You are here: Home - News -

Fall in firm liquidations is ‘double-edged sword’

by:
  • 07/02/2014
  • 0
Fall in firm liquidations is ‘double-edged sword’
A fall in the number of companies in compulsory and voluntary liquidation is a ‘double-edged sword' as it prevents capital reaching businesses trying to grow, an insolvency practitioner has said.

Figures released by the Insolvency Service show the number of insolvency cases in the last quarter of 2013 was 3,552, 7.4% lower than the same period the previous year.

However Melanie Giles, a licensed insolvency practitioner at PJG Recovery, said the number of firms trading with large amounts of debt could be denying capital to more worthy firms.

“The sharp drop in compulsory liquidations is a double-edged sword,” she said.

“The banks and other creditors have accepted that compulsory liquidation can be a cumbersome and costly process that rarely achieves a material return.

“Instead, they are playing the long game and letting the zombies operate for as long as possible in order to get what money back they can.

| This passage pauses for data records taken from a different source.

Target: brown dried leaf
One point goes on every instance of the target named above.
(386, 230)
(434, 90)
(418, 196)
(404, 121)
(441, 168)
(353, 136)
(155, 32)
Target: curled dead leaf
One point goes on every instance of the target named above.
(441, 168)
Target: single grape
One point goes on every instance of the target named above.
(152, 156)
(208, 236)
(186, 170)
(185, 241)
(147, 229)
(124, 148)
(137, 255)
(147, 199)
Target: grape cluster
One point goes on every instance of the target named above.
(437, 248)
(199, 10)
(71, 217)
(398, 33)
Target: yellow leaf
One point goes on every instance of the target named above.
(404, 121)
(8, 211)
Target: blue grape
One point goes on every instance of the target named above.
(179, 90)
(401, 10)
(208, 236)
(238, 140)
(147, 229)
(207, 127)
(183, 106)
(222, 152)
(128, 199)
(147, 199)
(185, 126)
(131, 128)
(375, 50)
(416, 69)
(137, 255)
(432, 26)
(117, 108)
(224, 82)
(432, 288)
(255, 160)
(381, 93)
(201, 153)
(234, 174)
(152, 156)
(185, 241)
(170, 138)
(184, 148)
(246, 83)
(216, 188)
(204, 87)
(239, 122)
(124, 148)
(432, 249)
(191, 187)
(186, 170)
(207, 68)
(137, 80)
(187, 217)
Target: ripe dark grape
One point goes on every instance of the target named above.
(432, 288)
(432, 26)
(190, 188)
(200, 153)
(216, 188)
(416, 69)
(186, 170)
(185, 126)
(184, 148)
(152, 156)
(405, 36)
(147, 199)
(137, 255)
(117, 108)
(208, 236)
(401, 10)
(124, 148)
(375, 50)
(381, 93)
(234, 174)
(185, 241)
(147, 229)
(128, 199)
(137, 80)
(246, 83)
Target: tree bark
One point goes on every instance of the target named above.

“But not calling in their debts is tying up the banks’ liquidity and so is depriving other companies of the capital they need to grow.

“It’s not the zombies that are rotting but the companies of tomorrow through under-capitalisation.”

In the calendar year 2013, there were 14,982 compulsory liquidations and creditors’ voluntary liquidations in total. This was made up of 3,624 compulsory liquidations and 11,358 creditors’ voluntary liquidations.